Dois dias depois, em Belo Horizonte (MG), movimento semelhante reuniu governadores do Sudeste e do Sul. Eles também anunciaram um consórcio e se manifestaram sobre questões da esfera federal. Mas, na mão oposta das declarações dos líderes do Nordeste, a pauta principal foi a da defesa “incondicional” da reforma da Previdência.

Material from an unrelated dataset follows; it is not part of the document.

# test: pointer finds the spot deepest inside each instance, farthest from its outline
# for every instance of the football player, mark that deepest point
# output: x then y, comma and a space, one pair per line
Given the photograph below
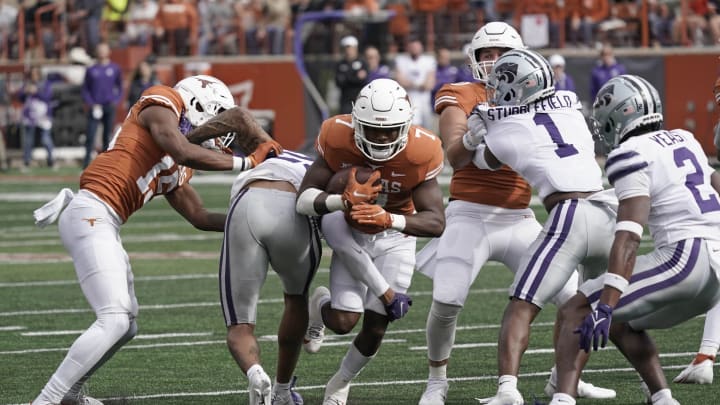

A divisão política mostrada pelos governadores, com Nordeste de um lado e Sul e Sudeste do outro, reforça um cenário que o Brasil tem vivenciado nas eleições nacionais e que deve se manter nos próximos anos.
As propostas
A aliança dos governadores nordestinos – formalmente batizada de Consórcio Nordeste – busca a aproximação para soluções conjuntas em campos como educação, desenvolvimento econômico e ciência e tecnologia, entre outros. O governador da Bahia, Rui Costa (PT), foi escolhido o presidente do bloco, e cumprirá mandato de um ano na função.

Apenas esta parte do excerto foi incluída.